Fast score test for association between a trait and genetic polymorphism, adjusted for possible stratification by principal components.

Usage

egscore(formula, data, snpsubset, idsubset, kinship.matrix, naxes = 3, strata, times = 1, quiet = FALSE, bcast = 10, clambda = TRUE, propPs = 1)

Arguments

formula
Formula describing fixed effects to be used in analysis, e.g. y ~ a + b means that outcome (y) depends on two covariates, a and b. If no covariates used in analysis, skip the right-hand side of the equation.
data
An object of gwaa.data-class
snpsubset
Index, character or logical vector with subset of SNPs to run analysis on. If missing, all SNPs from data are used for analysis.
idsubset
Index, character or logical vector with subset of IDs to run analysis on. If missing, all people from data/cc are used for analysis.
kinship.matrix
kinship matrix, as returned by ibs, Use weight="freq" with ibs and do not forget to repalce the diagonal with Var returned by hom, as shown in example!
naxes
Number of axes of variation to be used in adjustment (should be much smaller than number of subjects)
strata
Stratification variable.
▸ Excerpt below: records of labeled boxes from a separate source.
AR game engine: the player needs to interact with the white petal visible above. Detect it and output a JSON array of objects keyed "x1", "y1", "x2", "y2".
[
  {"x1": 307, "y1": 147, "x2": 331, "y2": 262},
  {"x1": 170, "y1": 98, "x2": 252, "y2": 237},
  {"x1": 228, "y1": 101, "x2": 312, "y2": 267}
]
If provieded, scores are computed within strata and then added up.
times
If more then one, the number of replicas to be used in derivation of empirical genome-wide significance.
quiet
do not print warning messages
bcast
If the argument times > 1, progress is reported once in bcast replicas
clambda
If inflation facot Lambda is estimated as lower then one, this parameter controls if the original P1df (clambda=TRUE) to be reported in Pc1df, or the original 1df statistics is to be multiplied onto this "deflation" factor (clambda=FALSE). If a numeric value is provided, it is used as a correction factor.
propPs
proportion of non-corrected P-values used to estimate the inflation factor Lambda, passed directly to the estlambda

Value

Object of class scan.gwaa-class

Details

The idea of this test is to use genomic kinship matrix to first, derive axes of genetic variation (principal components), and, second, adjust both trait and genotypes onto these axes. Note that the diagonal of the kinship matrix should be replaced (default it is 0.5*(1+F), and for EIGENSTRAT one needs variance). These variances are porduced by hom function (see example).

The traits is first analysed using LM and with covariates as specified with formula and also with axes of variation as predictors. Corrected genotypes are defined as residuals from regression of genotypes onto axes (which are orthogonal). Correlaton between corrected genotypes and phenotype is computed, and test statistics is defined as square of this correlation times (N - K - 1), where N is number of genotyped subjects and K is the number of axes.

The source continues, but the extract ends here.